Le Standard à 1 point des Mauves
(GDS - D.Renard) Que ce fut dur, pénible et curieusement palpitant. Mais au bout d'un combat âpre, le Standard a pris la mesure de Dender, profitant ainsi pleinement de la
mésaventure vécue vendredi soir par Anderlecht, tombé face au Cercle de Bruges. Personne ne pouvait s'attendre à une rencontre aussi folle et indécise sue celle-ci. Ni surtout à ce que la délivrance pour le Standard ne vienne que dans le courant de la deuxième période, sur un maître envoi de Defour, auteur d'un coup franc parfait. Car avant cela, Dender avait mené la vie dure aux champions de Belgique.
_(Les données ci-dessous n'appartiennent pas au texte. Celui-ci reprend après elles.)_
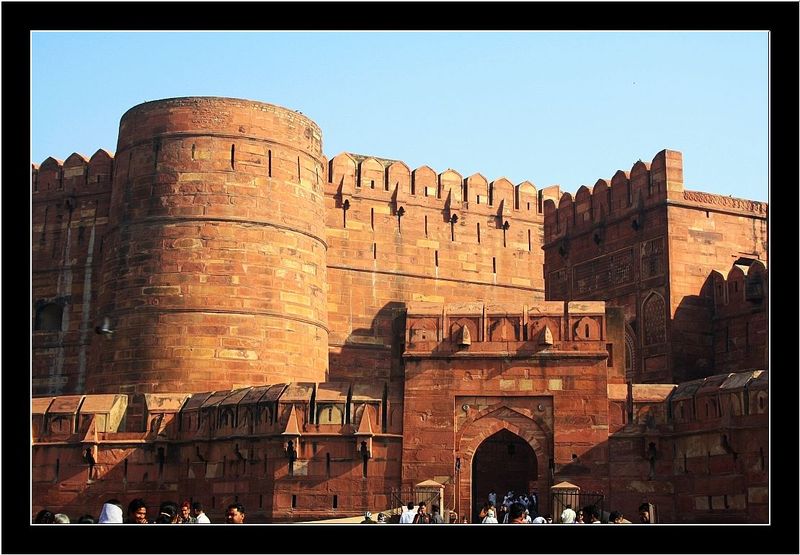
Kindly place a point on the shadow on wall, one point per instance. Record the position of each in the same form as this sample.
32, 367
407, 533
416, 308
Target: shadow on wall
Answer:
374, 353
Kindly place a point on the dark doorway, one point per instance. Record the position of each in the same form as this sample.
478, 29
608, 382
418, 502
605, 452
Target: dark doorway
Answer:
503, 462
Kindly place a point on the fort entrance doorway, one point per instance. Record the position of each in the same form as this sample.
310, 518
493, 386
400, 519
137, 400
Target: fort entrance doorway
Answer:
503, 462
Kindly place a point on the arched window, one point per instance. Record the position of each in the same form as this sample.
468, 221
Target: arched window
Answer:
48, 318
653, 311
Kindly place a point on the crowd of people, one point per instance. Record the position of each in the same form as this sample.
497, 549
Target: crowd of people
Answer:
514, 510
169, 512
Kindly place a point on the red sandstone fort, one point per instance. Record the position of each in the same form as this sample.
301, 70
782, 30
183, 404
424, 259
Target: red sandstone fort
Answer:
223, 314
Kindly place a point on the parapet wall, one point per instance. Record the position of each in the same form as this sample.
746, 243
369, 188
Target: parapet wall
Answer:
398, 235
625, 194
70, 207
214, 270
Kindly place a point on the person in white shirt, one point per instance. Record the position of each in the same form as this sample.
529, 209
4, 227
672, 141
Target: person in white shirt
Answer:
199, 514
408, 514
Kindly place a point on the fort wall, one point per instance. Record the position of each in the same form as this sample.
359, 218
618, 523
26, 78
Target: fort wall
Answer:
214, 269
397, 236
70, 207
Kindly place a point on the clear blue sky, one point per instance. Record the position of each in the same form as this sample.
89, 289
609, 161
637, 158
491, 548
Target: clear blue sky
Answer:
561, 108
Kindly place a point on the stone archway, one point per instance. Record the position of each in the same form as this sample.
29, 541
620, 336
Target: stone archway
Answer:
488, 423
503, 462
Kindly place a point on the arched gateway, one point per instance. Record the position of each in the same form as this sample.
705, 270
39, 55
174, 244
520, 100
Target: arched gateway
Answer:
503, 462
503, 449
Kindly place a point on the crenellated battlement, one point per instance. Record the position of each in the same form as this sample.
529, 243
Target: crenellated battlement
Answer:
625, 194
710, 200
76, 175
355, 176
742, 287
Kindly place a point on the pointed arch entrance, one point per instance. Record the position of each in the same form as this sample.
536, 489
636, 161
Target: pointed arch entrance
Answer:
503, 462
521, 426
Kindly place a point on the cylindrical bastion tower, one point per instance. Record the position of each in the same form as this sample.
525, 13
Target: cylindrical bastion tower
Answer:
214, 269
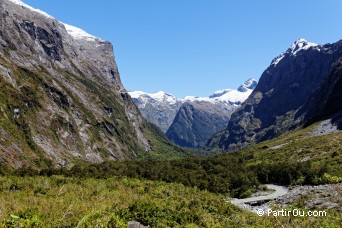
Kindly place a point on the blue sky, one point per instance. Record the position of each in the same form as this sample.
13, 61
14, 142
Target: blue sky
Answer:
195, 47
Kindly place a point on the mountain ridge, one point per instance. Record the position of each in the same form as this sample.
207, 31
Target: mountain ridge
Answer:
284, 87
160, 108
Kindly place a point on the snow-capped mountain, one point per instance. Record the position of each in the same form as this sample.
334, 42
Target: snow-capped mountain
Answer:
298, 78
63, 76
161, 108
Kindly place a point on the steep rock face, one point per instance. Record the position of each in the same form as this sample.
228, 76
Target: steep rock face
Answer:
326, 103
199, 118
61, 98
158, 108
284, 87
196, 121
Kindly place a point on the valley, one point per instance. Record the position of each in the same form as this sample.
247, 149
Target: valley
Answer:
79, 150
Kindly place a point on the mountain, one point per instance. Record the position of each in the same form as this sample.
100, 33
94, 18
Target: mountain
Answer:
159, 108
281, 100
61, 98
189, 122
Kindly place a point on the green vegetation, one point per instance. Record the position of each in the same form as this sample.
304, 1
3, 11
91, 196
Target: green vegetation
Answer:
59, 201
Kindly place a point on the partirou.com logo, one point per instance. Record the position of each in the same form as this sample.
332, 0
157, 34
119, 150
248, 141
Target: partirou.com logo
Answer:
294, 212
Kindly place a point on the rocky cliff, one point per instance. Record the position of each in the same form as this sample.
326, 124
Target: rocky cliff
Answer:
61, 98
285, 87
199, 118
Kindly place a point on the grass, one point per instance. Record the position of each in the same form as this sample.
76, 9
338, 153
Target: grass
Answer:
59, 201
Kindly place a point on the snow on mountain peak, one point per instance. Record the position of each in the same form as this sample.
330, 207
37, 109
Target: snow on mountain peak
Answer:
250, 84
78, 33
20, 3
228, 96
75, 32
301, 44
298, 45
159, 96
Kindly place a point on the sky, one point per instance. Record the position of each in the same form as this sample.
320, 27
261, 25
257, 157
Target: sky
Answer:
196, 47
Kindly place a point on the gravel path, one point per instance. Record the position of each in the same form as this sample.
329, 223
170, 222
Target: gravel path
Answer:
279, 191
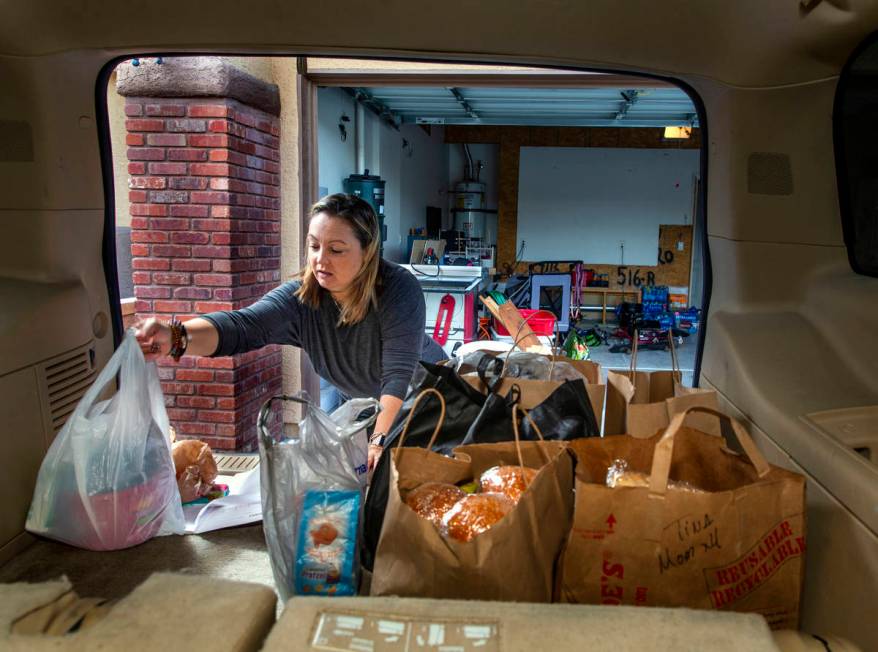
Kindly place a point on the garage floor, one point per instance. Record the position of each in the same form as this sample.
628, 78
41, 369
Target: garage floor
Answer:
233, 554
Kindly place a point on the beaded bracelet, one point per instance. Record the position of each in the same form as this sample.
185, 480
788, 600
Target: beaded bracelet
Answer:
179, 340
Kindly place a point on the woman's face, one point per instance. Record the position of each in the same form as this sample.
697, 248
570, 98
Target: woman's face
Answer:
334, 253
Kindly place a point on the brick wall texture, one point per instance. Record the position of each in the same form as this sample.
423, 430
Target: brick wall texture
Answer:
204, 191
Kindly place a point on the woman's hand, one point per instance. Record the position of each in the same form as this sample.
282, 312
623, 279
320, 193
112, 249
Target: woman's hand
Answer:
374, 456
154, 337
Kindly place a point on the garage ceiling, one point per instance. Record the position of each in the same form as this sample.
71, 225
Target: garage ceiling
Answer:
569, 107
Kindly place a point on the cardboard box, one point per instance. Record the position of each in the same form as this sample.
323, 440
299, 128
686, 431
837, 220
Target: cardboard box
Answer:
409, 624
420, 247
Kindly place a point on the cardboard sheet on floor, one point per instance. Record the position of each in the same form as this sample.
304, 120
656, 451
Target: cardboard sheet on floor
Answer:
385, 624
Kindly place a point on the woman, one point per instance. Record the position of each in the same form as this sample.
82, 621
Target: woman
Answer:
360, 318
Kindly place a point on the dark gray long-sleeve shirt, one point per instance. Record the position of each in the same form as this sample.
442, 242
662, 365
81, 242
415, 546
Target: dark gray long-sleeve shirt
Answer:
373, 357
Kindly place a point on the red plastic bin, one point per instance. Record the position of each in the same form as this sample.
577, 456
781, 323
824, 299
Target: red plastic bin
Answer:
541, 324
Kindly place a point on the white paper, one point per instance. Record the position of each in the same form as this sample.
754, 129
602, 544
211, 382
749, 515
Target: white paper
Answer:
243, 505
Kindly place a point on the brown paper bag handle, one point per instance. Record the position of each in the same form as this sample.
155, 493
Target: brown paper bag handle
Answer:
664, 449
408, 419
515, 410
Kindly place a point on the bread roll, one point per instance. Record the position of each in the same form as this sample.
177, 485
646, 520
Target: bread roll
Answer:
474, 514
433, 499
511, 481
195, 467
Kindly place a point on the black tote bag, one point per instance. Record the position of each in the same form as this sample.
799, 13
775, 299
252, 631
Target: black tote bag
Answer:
471, 418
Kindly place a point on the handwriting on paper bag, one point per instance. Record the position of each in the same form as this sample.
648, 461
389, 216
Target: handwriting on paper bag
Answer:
699, 533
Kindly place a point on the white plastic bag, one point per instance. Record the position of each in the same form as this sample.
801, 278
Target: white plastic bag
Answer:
312, 491
108, 480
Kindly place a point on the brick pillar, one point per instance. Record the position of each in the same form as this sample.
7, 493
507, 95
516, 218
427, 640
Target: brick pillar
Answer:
205, 235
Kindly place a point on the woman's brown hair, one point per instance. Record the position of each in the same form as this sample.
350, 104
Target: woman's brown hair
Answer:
362, 220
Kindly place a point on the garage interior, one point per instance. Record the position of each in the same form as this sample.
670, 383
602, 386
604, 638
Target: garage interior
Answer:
532, 175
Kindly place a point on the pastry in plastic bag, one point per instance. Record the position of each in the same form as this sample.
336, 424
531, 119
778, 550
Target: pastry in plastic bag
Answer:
474, 514
618, 475
433, 499
511, 481
327, 543
195, 467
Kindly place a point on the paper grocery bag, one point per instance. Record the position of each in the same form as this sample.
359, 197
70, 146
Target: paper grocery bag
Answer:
695, 525
641, 403
514, 560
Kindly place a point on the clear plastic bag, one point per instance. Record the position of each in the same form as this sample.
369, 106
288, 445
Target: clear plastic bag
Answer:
108, 480
312, 490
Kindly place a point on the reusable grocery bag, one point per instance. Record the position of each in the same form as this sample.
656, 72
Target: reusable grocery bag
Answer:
641, 403
108, 481
472, 417
694, 525
312, 489
513, 560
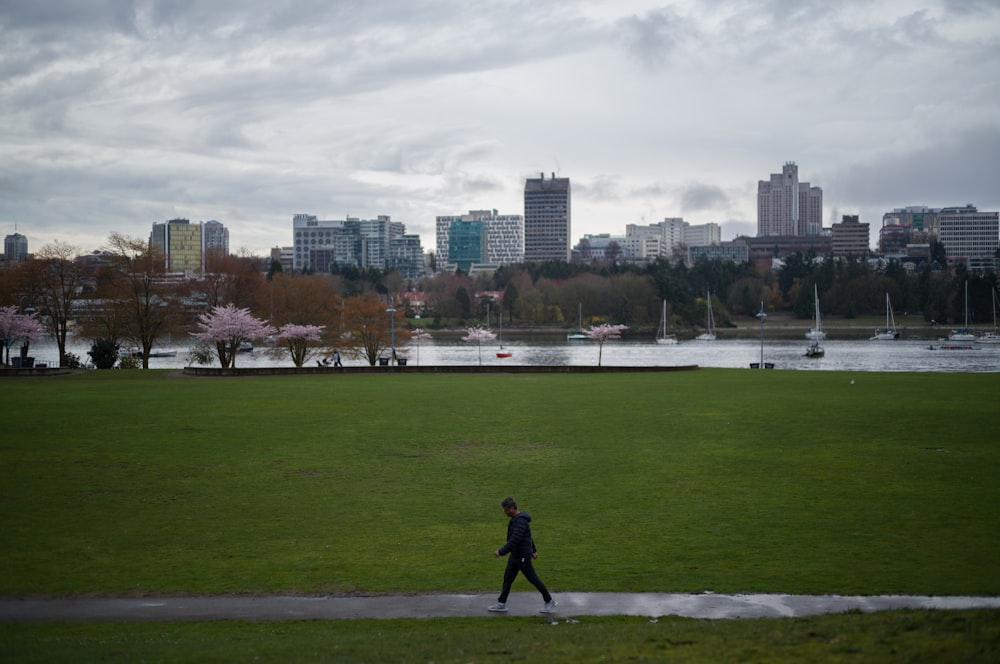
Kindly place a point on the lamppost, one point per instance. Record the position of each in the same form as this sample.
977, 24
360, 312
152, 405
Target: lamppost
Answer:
392, 318
761, 316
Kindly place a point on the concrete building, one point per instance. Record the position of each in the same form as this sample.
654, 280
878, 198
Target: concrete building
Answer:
216, 237
318, 245
502, 239
180, 245
15, 248
970, 236
787, 207
850, 237
547, 219
737, 251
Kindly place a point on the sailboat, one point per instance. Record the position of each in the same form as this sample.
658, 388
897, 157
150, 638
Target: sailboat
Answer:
502, 352
889, 332
661, 333
578, 335
963, 334
816, 333
709, 334
994, 336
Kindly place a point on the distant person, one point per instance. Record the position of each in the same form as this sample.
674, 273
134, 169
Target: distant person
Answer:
521, 548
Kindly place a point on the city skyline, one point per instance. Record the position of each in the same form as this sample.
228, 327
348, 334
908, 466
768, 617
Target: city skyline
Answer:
118, 115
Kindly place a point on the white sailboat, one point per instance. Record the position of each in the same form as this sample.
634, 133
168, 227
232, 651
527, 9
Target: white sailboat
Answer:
994, 336
502, 353
661, 333
709, 334
889, 332
963, 334
578, 335
816, 333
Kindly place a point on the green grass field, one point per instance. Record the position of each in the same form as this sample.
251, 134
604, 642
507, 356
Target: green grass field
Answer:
725, 480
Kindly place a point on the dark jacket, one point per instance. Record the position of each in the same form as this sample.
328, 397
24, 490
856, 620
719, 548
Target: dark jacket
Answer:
519, 542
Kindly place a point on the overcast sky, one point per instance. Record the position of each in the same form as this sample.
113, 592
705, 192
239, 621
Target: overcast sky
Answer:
115, 114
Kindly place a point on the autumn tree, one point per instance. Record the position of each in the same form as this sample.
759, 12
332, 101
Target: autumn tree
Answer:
369, 326
59, 280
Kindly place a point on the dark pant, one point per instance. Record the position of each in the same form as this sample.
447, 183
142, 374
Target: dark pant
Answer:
517, 564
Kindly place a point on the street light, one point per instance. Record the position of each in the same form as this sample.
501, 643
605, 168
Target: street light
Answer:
392, 317
761, 316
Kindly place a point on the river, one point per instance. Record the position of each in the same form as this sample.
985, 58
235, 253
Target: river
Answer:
784, 353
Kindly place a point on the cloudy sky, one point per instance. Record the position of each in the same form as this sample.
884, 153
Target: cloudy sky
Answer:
115, 114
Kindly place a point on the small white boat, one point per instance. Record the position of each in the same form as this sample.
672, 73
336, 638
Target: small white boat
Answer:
994, 336
816, 333
815, 350
889, 332
963, 333
578, 334
709, 334
661, 333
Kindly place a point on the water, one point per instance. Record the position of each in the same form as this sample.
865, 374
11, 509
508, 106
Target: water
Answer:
841, 355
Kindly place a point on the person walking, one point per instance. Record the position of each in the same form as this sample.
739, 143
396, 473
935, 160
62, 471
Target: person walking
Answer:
521, 548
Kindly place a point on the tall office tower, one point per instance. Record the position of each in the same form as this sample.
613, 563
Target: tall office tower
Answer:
15, 248
969, 236
503, 237
850, 237
216, 237
180, 244
786, 206
547, 219
318, 245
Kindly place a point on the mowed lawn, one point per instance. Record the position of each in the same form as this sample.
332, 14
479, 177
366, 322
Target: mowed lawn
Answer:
124, 482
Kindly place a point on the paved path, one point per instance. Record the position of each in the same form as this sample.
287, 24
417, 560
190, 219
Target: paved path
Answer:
269, 607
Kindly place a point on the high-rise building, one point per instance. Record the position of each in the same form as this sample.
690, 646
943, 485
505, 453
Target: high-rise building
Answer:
970, 236
850, 237
502, 235
788, 207
547, 219
367, 243
15, 248
216, 237
180, 245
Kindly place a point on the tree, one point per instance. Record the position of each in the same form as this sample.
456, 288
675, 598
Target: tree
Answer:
369, 326
479, 335
136, 300
297, 338
601, 333
59, 280
227, 328
15, 325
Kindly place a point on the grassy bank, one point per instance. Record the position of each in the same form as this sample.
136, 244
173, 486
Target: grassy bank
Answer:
728, 480
798, 482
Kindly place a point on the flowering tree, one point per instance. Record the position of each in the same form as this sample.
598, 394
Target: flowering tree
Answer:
601, 333
228, 327
479, 335
14, 326
297, 338
419, 334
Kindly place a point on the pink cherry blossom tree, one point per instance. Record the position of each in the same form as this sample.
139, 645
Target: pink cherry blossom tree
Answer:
226, 328
15, 326
601, 333
299, 340
479, 335
419, 335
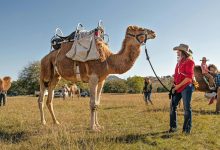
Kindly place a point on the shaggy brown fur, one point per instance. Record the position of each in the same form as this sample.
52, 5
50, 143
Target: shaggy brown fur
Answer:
94, 72
5, 83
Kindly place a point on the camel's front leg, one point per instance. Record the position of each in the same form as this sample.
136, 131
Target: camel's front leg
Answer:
50, 99
93, 82
41, 103
99, 91
218, 101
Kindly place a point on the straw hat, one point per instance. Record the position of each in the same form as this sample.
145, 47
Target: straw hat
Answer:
204, 59
184, 48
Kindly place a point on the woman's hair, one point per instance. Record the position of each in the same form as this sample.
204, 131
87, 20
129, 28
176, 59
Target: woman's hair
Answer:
213, 66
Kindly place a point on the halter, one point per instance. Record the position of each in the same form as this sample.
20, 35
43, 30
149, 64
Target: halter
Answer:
136, 36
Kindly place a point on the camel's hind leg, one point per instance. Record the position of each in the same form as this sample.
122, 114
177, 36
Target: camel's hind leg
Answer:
50, 98
93, 83
41, 102
99, 91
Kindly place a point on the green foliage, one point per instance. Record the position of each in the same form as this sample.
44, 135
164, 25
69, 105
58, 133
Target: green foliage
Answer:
115, 86
161, 89
28, 80
135, 84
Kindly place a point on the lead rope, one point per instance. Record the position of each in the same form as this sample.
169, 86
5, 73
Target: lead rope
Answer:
148, 59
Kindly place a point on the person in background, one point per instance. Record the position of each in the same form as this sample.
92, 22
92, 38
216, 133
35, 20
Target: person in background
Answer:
183, 86
206, 74
214, 71
147, 90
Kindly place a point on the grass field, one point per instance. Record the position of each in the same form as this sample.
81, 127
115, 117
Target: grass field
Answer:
128, 122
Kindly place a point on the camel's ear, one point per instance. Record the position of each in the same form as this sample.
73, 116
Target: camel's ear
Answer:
6, 83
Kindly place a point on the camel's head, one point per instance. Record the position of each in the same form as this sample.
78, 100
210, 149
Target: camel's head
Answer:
213, 69
141, 34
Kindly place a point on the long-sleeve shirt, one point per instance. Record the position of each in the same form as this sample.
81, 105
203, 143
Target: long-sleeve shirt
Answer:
204, 68
184, 69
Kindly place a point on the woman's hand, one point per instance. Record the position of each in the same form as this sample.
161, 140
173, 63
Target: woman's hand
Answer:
176, 87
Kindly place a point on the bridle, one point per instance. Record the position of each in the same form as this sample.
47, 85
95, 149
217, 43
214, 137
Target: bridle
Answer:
136, 37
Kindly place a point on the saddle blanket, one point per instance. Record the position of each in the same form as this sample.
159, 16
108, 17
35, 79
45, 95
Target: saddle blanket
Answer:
84, 47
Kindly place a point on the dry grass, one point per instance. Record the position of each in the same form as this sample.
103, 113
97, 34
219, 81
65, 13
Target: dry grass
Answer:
128, 122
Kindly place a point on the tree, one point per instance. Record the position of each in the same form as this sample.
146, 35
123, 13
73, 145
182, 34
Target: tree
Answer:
135, 84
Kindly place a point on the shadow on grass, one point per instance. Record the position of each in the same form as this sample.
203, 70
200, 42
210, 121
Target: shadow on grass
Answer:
13, 137
118, 107
147, 138
205, 112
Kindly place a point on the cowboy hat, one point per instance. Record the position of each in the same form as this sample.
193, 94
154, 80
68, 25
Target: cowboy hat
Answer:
204, 59
184, 48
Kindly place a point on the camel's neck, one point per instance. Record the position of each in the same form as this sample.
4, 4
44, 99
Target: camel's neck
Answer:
123, 61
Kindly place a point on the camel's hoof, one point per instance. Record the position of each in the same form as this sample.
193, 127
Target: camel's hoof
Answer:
100, 127
96, 129
56, 123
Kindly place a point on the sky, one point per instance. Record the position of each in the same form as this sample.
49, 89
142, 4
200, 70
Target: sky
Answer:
26, 28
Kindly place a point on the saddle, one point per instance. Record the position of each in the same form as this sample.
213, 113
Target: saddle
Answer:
79, 33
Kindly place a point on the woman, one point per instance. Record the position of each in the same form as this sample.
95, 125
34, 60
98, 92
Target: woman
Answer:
147, 90
183, 79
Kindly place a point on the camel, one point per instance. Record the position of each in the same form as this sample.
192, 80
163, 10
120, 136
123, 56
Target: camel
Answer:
93, 72
203, 87
74, 90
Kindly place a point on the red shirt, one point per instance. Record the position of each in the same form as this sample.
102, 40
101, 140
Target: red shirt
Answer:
184, 69
204, 68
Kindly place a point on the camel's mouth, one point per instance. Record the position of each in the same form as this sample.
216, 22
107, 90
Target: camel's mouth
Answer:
150, 34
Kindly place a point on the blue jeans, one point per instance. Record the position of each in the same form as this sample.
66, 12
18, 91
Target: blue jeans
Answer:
147, 97
3, 98
186, 94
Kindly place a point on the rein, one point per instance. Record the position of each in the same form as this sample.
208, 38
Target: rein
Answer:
148, 59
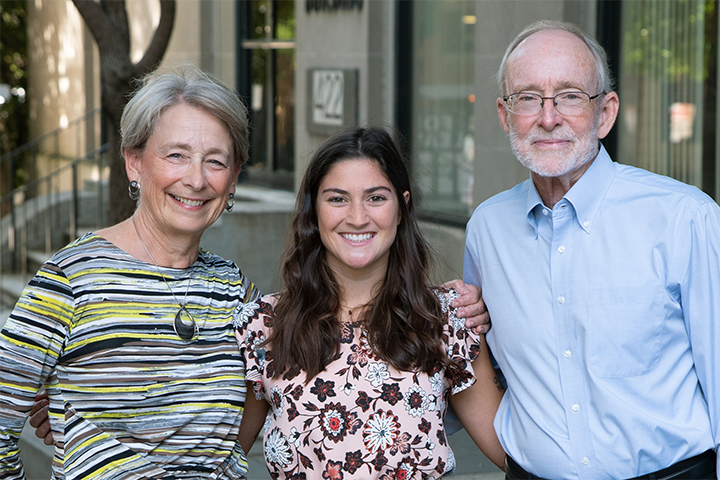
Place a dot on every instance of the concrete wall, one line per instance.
(362, 39)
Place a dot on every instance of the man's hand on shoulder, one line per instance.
(471, 306)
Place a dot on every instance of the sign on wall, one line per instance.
(332, 5)
(332, 97)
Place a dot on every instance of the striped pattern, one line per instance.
(128, 398)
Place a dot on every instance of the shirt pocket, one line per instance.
(626, 328)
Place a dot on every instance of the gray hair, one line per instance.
(605, 81)
(189, 85)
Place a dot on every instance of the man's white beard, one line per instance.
(551, 163)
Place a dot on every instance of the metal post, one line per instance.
(74, 210)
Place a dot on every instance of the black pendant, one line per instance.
(184, 324)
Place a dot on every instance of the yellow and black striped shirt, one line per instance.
(128, 397)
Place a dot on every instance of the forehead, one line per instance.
(550, 60)
(356, 171)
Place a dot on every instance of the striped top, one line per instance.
(129, 399)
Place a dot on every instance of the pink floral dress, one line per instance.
(360, 418)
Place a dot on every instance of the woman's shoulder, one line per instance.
(445, 296)
(260, 309)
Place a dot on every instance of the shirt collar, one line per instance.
(585, 196)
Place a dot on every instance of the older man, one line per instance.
(602, 281)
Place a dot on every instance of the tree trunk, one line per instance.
(107, 21)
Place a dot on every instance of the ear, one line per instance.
(608, 114)
(233, 183)
(406, 196)
(132, 164)
(502, 114)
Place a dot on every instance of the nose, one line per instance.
(357, 215)
(549, 116)
(195, 174)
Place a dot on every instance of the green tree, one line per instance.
(107, 20)
(13, 74)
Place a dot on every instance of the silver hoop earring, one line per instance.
(134, 190)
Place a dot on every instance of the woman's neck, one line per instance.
(145, 243)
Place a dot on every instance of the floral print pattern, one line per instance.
(360, 418)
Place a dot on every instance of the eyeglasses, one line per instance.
(567, 103)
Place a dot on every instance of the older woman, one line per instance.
(129, 329)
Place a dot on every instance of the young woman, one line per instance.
(358, 357)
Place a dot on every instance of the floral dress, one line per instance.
(360, 418)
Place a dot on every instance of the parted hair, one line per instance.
(602, 69)
(185, 84)
(404, 321)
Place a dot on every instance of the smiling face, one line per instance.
(358, 215)
(186, 172)
(551, 144)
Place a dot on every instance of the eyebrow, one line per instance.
(345, 192)
(186, 146)
(562, 86)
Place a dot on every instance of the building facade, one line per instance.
(308, 68)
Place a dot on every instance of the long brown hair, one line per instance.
(404, 322)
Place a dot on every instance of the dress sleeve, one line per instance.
(30, 344)
(253, 322)
(463, 345)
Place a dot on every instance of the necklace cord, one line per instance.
(182, 328)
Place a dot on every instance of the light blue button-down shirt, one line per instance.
(606, 321)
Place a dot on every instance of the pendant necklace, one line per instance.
(184, 324)
(350, 310)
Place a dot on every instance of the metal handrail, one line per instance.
(41, 139)
(46, 213)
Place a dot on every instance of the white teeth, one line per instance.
(191, 203)
(358, 238)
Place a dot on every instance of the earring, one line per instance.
(134, 190)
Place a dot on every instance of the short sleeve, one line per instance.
(253, 323)
(463, 344)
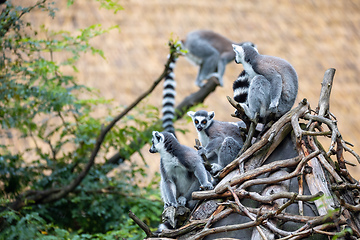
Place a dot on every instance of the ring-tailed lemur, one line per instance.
(221, 139)
(241, 87)
(273, 83)
(211, 51)
(181, 168)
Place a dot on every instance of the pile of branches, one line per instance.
(334, 191)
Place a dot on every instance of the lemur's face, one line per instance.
(201, 119)
(157, 142)
(239, 53)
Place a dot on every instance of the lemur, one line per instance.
(211, 51)
(273, 83)
(220, 139)
(181, 168)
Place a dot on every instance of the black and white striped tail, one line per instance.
(169, 93)
(241, 87)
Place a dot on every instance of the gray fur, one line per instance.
(279, 94)
(211, 51)
(181, 168)
(220, 140)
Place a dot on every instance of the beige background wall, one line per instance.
(312, 35)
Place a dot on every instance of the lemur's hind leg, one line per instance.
(251, 132)
(227, 153)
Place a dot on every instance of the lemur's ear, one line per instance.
(211, 114)
(191, 114)
(157, 135)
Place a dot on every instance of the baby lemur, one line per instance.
(221, 140)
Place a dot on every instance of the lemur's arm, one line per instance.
(167, 187)
(202, 175)
(213, 147)
(276, 89)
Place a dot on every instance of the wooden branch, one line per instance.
(56, 194)
(239, 178)
(246, 212)
(141, 224)
(315, 181)
(271, 180)
(195, 224)
(326, 86)
(324, 162)
(275, 128)
(190, 101)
Et pas question d'invoquer la malchance ou un quelconque caprice du destin. Les Liégeois n'avaient qu'à s'en prendre à eux-mêmes. Face à un adversaire prudent, qui rêvait d'arracher un match dans l'Enfer de Sclessin, le Standard a fait le plus dur. Après une minute seulement, suite à un bon centre de Mangala, Milan Jovanovic devait subtilement pour placer les siens au commandement. Dans ces cas-là, on a l'habitude de dire qu'il suffit de bien gérer pour glisser sur la soie. Que nenni! Oguchi Onyewu d'une volée liftée...remettaient les adversaires à également. C'était 1-1 après seulement cinq minutes. Le Standard se cherchait défensivement. Les deux jeunes, Mangala et Da Silva éprouvaient certaines difficultés à trouver leur place sur l'échiquier. Pourtant, Mbokani rendait l'avantage aux Rouches, pour ce qui devait être un nouveau départ, décisif.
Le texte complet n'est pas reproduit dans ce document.